Current event handling and thread models in PVFS consist primarily of posting
an operation (placing it on a queue), servicing operations from the queue
either with a separate thread or via the test interfaces (test_context primarily)
and pushing completed operations onto completed queues (known as a 'context').

Although, the model is usually the same, different components have separate
implementations for queuing and signalling.

...some bits about parallel fs servers facing unique concurrency requirements...

Due to the design of PVFS, where interfaces separate different components,
such as trove (disk), bmi (network), device, flow, etc. a single request
steps its way through a number of different queues and completion contexts.
In fact, in some cases, individual components have multiple queues that
an operation must step through (dbpf for example) and requests
are often broken down into a number of operations, each one following the
queued/servicing/completed path.

In some cases, a request's
operation is placed on a completion context, where it must wait for a
separate thread to pull it off the context, only to be pulled off and placed onto
another queue as the next operation in the request,
where it must wait to be serviced.  Queue shifting in this manner is especially
inefficient, as adding/removing the first operation
from the completion context requires a context switch, and adding/removing
the second operation from the operation queue requires another context
switch.

TYPES OF THREADING MODELS:

EVENT MODELS:

Event models consist of placing posted operations in a queue, to be serviced
at a later point.  Operations can be pulled from the queue by a separate
thread or possibly multiple threads, or even the same thread that posted
the operation (in which case, the operation gets serviced in a test function).

In general event/queuing models allow for scheduling, ordering, or grouping
operations, and so can often increase the overall throughput at the cost
of individual operation latency.

Examples include the work queue in the linux kernel, ...

THREADS:

Thread models allow operations to be serviced more-or-less immediately by
either thread-creation: creating a thread that services that operation and exits,
or thread-pooling: take an idle thread off a relatively large list of
pre-created threads, that then services the operation and gets placed
back on the idle list.

Independent threads often perform better with workloads consisting of
many short independent operations where the cost of queuing/dequeuing
is high relative to the time required to service the operation.


Requirements:

* Provide a worker interface that abstracts the thread/event model from
the caller, allowing operations to be pushed or pulled into and
out of the worker using a single set of interfaces.

* Provide a completion context interface and implementation that allows
for both callback and queued types of completions.

* Provide a generic queue implementation that abstracts list management, locking
and signalling, as well as provides entry points for monitoring, grouping,
and scheduling and rate limiting.

* Provide basic worker implementation types, such as thread pooling,
thread creation, and queuing with single/multiple service threads.

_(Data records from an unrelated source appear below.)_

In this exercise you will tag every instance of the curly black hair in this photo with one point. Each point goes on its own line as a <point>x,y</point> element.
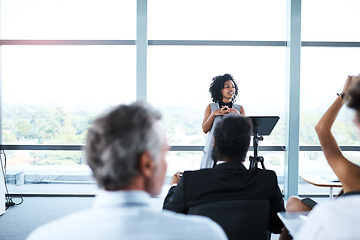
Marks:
<point>232,138</point>
<point>217,85</point>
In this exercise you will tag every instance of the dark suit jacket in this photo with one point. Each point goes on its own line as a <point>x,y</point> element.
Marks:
<point>227,181</point>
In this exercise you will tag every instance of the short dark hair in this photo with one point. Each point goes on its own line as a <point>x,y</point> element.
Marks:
<point>232,138</point>
<point>116,140</point>
<point>217,85</point>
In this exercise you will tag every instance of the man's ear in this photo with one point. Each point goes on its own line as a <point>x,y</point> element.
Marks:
<point>146,164</point>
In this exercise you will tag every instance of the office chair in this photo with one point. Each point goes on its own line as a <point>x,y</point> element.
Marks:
<point>240,219</point>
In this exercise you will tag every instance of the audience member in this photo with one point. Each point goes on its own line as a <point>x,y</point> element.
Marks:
<point>229,180</point>
<point>125,150</point>
<point>336,219</point>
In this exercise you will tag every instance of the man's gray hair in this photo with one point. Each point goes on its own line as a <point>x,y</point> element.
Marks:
<point>116,141</point>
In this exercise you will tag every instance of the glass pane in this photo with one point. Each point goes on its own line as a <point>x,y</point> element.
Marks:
<point>51,93</point>
<point>314,164</point>
<point>50,172</point>
<point>323,74</point>
<point>67,19</point>
<point>179,78</point>
<point>330,20</point>
<point>217,20</point>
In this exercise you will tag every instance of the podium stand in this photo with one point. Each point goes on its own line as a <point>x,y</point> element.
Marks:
<point>262,126</point>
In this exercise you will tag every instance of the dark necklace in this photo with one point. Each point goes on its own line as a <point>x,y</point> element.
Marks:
<point>221,104</point>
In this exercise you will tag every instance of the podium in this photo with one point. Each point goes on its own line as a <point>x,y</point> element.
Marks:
<point>262,126</point>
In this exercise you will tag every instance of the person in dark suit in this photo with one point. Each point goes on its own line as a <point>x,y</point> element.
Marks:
<point>229,179</point>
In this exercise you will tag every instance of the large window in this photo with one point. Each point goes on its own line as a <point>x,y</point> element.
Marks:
<point>65,62</point>
<point>325,66</point>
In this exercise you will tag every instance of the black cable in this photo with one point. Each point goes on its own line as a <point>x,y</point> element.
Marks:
<point>9,201</point>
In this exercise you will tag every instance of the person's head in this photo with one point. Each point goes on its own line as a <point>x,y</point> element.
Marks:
<point>223,86</point>
<point>354,102</point>
<point>232,139</point>
<point>125,145</point>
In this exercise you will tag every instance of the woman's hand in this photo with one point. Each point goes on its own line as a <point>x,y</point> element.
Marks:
<point>222,111</point>
<point>350,82</point>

* Eliminate unecessary context switching, locking, and synchronization

TERMS:

The work management interfaces can be divied up into three major components:

* Completion Management.  Manage completed operations.
* Queue Management.  Store and manage posted and running operations.
* Thread Management.  Manages the threads that do the actual work.

The first two components, completion and queuing, provide interfaces 
to the users of the API for posting (registering) and testing for 
completion (polling) of operations.  Thread management is used internally 
by the other two components, and does the actual work of servicing operations.

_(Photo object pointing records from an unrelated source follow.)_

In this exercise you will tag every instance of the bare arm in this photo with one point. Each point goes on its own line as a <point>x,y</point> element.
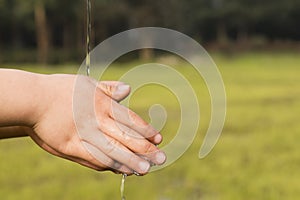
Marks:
<point>44,104</point>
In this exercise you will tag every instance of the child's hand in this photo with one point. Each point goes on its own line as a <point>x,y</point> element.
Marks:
<point>104,135</point>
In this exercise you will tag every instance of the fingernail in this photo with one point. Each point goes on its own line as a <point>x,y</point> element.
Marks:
<point>144,166</point>
<point>123,88</point>
<point>158,138</point>
<point>135,173</point>
<point>160,158</point>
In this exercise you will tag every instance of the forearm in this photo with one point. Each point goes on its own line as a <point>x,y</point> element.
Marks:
<point>14,131</point>
<point>19,98</point>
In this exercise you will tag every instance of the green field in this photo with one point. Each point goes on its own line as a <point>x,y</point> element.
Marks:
<point>257,156</point>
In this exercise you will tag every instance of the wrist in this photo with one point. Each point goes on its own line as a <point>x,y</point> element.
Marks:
<point>21,97</point>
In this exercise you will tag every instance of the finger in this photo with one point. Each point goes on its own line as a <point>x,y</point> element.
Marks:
<point>106,160</point>
<point>52,151</point>
<point>116,151</point>
<point>115,89</point>
<point>133,121</point>
<point>133,141</point>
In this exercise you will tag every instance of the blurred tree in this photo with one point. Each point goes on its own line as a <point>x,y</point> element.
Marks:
<point>47,24</point>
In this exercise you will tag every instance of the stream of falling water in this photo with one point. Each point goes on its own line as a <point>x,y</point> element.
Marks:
<point>88,36</point>
<point>88,65</point>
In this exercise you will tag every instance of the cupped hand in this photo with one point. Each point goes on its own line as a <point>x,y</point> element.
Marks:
<point>81,120</point>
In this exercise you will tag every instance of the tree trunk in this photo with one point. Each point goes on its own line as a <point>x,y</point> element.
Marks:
<point>42,37</point>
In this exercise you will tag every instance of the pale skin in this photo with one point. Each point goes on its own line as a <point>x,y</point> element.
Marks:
<point>40,106</point>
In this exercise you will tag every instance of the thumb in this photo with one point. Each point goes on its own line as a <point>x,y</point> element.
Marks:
<point>115,89</point>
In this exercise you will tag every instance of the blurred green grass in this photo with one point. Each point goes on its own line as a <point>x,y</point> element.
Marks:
<point>257,156</point>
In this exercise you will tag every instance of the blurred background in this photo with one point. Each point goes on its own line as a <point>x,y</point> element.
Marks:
<point>53,31</point>
<point>255,44</point>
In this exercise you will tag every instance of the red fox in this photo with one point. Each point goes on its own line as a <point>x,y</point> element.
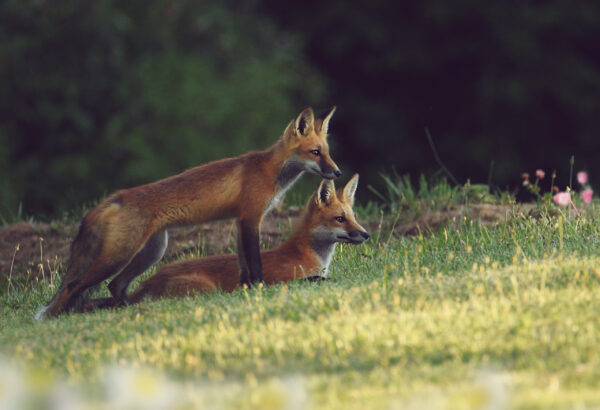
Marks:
<point>328,219</point>
<point>127,233</point>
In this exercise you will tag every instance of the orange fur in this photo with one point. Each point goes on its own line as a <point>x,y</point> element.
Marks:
<point>295,258</point>
<point>126,233</point>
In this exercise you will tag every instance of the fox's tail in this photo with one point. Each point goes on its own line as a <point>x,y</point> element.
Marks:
<point>71,295</point>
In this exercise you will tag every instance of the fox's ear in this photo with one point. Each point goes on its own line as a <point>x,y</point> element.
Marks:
<point>350,190</point>
<point>302,126</point>
<point>305,123</point>
<point>325,192</point>
<point>325,124</point>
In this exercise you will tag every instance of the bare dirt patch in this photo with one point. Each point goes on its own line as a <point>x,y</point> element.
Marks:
<point>432,221</point>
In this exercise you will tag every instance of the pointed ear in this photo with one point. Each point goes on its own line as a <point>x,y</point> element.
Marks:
<point>325,192</point>
<point>305,123</point>
<point>350,190</point>
<point>325,125</point>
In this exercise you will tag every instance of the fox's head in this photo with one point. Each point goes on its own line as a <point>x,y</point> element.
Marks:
<point>306,143</point>
<point>331,216</point>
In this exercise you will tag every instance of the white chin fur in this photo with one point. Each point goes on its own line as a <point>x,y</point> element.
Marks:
<point>41,313</point>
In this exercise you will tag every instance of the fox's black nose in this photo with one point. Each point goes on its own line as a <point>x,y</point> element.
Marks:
<point>363,235</point>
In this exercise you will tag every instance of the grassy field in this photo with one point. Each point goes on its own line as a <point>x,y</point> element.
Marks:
<point>473,316</point>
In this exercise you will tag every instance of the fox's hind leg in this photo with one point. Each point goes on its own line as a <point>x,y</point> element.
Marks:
<point>152,252</point>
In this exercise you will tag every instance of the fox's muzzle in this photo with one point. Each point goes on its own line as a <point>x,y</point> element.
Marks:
<point>359,236</point>
<point>329,172</point>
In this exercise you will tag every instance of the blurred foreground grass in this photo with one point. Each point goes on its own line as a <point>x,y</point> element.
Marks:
<point>470,317</point>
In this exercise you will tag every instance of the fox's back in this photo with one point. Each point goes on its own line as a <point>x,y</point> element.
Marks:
<point>221,272</point>
<point>208,192</point>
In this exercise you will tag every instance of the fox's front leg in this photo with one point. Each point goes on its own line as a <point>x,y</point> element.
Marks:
<point>248,245</point>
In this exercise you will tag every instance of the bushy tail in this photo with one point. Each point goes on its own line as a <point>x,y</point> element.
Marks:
<point>71,295</point>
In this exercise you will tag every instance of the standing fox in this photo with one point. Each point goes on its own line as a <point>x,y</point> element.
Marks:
<point>127,233</point>
<point>328,219</point>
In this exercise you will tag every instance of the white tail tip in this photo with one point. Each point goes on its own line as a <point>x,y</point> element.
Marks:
<point>41,313</point>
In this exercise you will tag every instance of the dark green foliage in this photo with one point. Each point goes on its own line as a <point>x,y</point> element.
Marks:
<point>513,82</point>
<point>108,94</point>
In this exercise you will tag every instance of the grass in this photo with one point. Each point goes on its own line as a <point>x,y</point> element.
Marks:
<point>468,317</point>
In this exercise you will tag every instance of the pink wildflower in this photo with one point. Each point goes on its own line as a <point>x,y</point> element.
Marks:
<point>562,198</point>
<point>586,195</point>
<point>540,173</point>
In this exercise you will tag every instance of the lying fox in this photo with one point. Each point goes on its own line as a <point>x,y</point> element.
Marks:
<point>127,233</point>
<point>327,220</point>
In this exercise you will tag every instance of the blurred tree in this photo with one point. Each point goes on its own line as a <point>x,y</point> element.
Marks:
<point>517,82</point>
<point>106,94</point>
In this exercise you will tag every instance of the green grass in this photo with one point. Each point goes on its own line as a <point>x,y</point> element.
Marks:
<point>472,315</point>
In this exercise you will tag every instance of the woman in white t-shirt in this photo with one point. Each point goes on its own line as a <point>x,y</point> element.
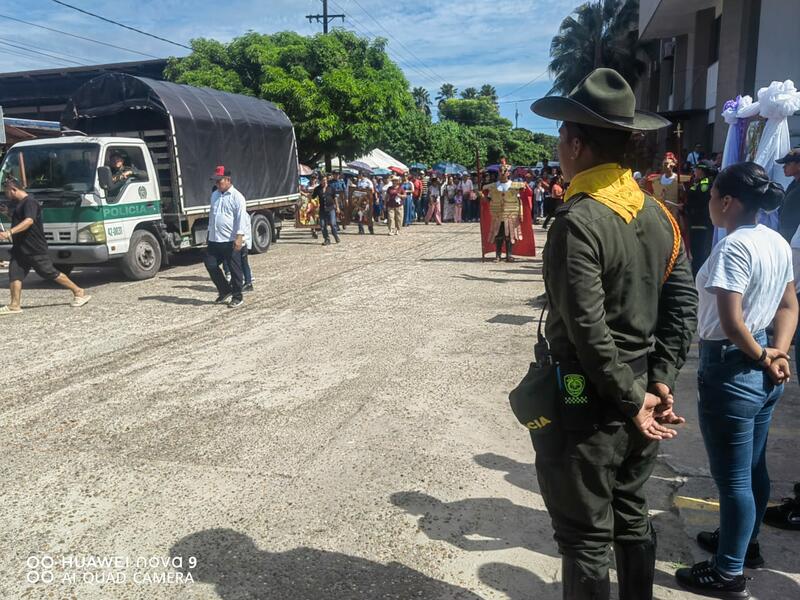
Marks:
<point>745,285</point>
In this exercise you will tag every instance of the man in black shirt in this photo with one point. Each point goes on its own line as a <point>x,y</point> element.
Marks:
<point>790,211</point>
<point>29,248</point>
<point>120,173</point>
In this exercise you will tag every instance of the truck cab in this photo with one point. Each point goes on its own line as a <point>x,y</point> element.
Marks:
<point>95,193</point>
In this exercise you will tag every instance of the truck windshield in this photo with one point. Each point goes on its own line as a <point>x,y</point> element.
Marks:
<point>52,169</point>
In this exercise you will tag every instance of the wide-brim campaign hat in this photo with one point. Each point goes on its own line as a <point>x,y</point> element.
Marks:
<point>603,99</point>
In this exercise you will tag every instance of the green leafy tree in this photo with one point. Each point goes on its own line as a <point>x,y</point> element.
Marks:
<point>446,92</point>
<point>422,100</point>
<point>489,91</point>
<point>479,111</point>
<point>339,90</point>
<point>600,33</point>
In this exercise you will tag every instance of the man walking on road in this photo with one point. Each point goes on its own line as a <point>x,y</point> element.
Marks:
<point>226,223</point>
<point>328,193</point>
<point>29,248</point>
<point>622,312</point>
<point>394,206</point>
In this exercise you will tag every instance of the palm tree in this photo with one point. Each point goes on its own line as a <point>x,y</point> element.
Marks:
<point>446,92</point>
<point>488,91</point>
<point>600,33</point>
<point>422,100</point>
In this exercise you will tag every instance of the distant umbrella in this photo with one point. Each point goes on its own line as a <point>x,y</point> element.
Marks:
<point>450,168</point>
<point>360,166</point>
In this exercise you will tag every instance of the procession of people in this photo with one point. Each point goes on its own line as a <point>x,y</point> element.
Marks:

The queuing component allows different types of operations to be queued
separately, as well as provide multiple levels of servicing for an operation
(such as for sync-coalescing).

The separation of thread management allows the queuing component to
specify different types of threading models.  In general, the threading
model defines the relationship between queues and threads.  For example,
there may be one thread for all queues, one thread for each queue, or
one thread created and destroyed for each operation.  Separation of
thread management allows easy switching between threading models for
performance analasis or to dynamically re-configure for different workloads.


COMPLETION CONTEXT:

The completion context component manages _completed_ operations.
A context allows callers to group completed operations together, so
that they can be tested (polled) for completion, or provide a callback
for a context which gets triggered on completion of an operation associated
with that context.  The basic interfaces into the context component are:

* Open and close a context.  This allows callers to get a unique id that can
be used to group completed operations.  Internally, any setup and teardown
of a context happens with these calls.

cid open_context(callback [optional]);
close_context(cid);

* Complete an operation.  This allows another component (usually the thread
component) to specify completion of operations.  Based on the type of context,
the completion of an operation calls a callback for that context, or adds
the completed operation to a completion queue for that context (tested
later by a test_* function), and signals a condition variable.

complete(cid, op_id);
complete_list(cid, op_id_list);

* Test for completion.  These functions are called to test (poll) for completion
of one, some or all of the operations for a given context.

test_all(cid);
test_some(cid, op_id_list);
test(cid, op_id);

QUEUE:

The queue component provides management interfaces for operations which are posted or in-progress.  The basic interfaces for queueing are as follows:

* Create and Destroy.  Users of the queue interface will create and
destroy queues as necessary.  The reference to a queue returned by
create is opaque and provides a handle for all future queue operations.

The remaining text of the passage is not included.